THE INFIMNIST DATASET
=====================


1- BACKGROUND
-------------

This code produces an infinite supply of digit images derived from the well
known MNIST dataset using pseudo-random deformations and translations.  This
is a streamlined version of the code written by Loosli, Canu, and Bottou to
support the experiments reported in paper "Training Invariant Support Vector
Machines using Selective Sampling" by Loosli, Canu, and Bottou

A subset of the examples generated by this code are known as MNIST8M and used
to be available on <http://leon.bottou.org/papers/loosli-canu-bottou-2006>.
These files were deleted from the NEC servers around 2014. Instead of
distributing these files, we now distribute the program that generates them.

Each example is identified by a long integer index that determines the source
of the example and the transformations applied to the pattern. The examples
numbered 0 to 9999 are the standard MNIST testing examples. The examples
numbered 10000 to 69999 are the standard MNIST training examples. Each example
with indice i >= 70000 is generated by applying a pseudorandom transformation
to the MNIST training example numbered 10000+((i-10000)%60000).


2- DATA FILES
-------------

Six data files are located in directory "data".

* Files "t10k-images-idx3-ubyte", "t10k-labels-idx1-ubyte",
  "train-images-idx3-ubyte" and "train-labels-idx1-ubyte" are the 
  pristine MNIST data files also available on the the web page
  <http://yann.lecun.com/exdb/mnist>.
* File "tangVec_float_60000x28x28.bin" contains tangent vectors
  for the MNIST training images.
* File "fields_float_1522x28x28.bin" contains pseudo-random 
  vector fields used to generate the character deformations. 
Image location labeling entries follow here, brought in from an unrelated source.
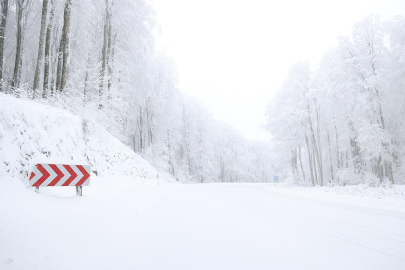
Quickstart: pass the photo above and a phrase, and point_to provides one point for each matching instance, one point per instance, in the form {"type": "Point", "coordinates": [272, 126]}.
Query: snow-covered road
{"type": "Point", "coordinates": [206, 226]}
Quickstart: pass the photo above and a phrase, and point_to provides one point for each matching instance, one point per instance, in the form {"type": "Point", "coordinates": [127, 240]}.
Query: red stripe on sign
{"type": "Point", "coordinates": [86, 175]}
{"type": "Point", "coordinates": [44, 176]}
{"type": "Point", "coordinates": [73, 175]}
{"type": "Point", "coordinates": [58, 173]}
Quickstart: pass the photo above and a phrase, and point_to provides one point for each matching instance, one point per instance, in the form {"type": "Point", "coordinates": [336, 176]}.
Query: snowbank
{"type": "Point", "coordinates": [31, 131]}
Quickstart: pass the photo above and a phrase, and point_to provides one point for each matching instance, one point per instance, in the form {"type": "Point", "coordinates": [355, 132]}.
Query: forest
{"type": "Point", "coordinates": [98, 59]}
{"type": "Point", "coordinates": [340, 122]}
{"type": "Point", "coordinates": [343, 122]}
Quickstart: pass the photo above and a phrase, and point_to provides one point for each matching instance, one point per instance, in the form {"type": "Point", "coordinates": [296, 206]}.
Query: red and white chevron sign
{"type": "Point", "coordinates": [48, 175]}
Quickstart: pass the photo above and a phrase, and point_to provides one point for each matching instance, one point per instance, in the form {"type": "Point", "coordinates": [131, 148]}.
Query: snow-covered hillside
{"type": "Point", "coordinates": [32, 131]}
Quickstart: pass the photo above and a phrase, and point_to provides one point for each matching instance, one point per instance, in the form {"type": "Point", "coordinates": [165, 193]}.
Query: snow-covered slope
{"type": "Point", "coordinates": [32, 131]}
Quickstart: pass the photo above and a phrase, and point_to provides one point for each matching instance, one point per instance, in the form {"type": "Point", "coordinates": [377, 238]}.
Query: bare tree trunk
{"type": "Point", "coordinates": [48, 50]}
{"type": "Point", "coordinates": [66, 43]}
{"type": "Point", "coordinates": [310, 161]}
{"type": "Point", "coordinates": [330, 156]}
{"type": "Point", "coordinates": [302, 168]}
{"type": "Point", "coordinates": [40, 48]}
{"type": "Point", "coordinates": [104, 52]}
{"type": "Point", "coordinates": [3, 23]}
{"type": "Point", "coordinates": [15, 83]}
{"type": "Point", "coordinates": [59, 67]}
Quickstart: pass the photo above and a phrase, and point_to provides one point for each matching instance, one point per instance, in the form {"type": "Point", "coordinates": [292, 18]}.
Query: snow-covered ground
{"type": "Point", "coordinates": [32, 131]}
{"type": "Point", "coordinates": [129, 223]}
All six files must be available at execution time and 
reside in the same directory


3- COMPILING
------------

The supplied makefiles are very standard and should work 
on nearly all machines. Please customize the variable CFLAGS 
as necessary for your compiler.

Unix:    $ make
Windows: C> nmake /f NMakefile


4- USING THE EXECUTABLE INFIMNIST
---------------------------------

Synopsis:

 $ infimnist [-d <datadir>] <format> <first> <last> 

Option -d <datadir> can be used to specify the location of the data files. 
The default data directory is simply data in the current directory. 
Arguments <first> and <last> define the first and last index of the range 
of examples written to the standard output. Argument <format> describes the 
format of the produced data. Any unambiguous prefix of the following 
formats are recognized: 

* "patterns" produces an image file using the standard MNIST binary format.
* "labels" produce a label files using the standard MNIST binary format.
* "svmlight" produces a file suitable for SVMLight or LibSVM. 
* "vw" produces a file suitable for Vowpal Wabbit. 
* "arff" produces a sparse ARFF file suitable for Weka.
* "display" produces rudimentary ASCII art.

Examples:

* Generating files containing the standard MNIST testing set:

  $ infimnist lab 0 9999 > test10k-labels
  $ infimnist pat 0 9999 > test10k-patterns

* Generating files containing the standard MNIST training set:

  $ infimnist lab 10000 69999 > mnist60k-labels
  $ infimnist pat 10000 69999 > mnist60k-patterns

* Generating files containing the MNIST8M training set:

  $ infimnist lab 10000 8109999 > mnist8m-labels
  $ infimnist pat 10000 8109999 > mnist8m-patterns

* Generating a LibSVM compatible MNIST8M file:

  $ infimnist svm 10000 8109999 > mnist8m-libsvm

* Showing the first 10 deformed digits in ASCII art

  $ infimnist display 70000 70004


5- USING INFIMNIST AS A LIBRARY
-------------------------------

Files "infimnist.h" and "infimnist.c" form a self-contained
library that you can use to generate an infinite amount
of MNIST-like examples on the fly. This is adequately
explained by the comments found in file "infimnist.h".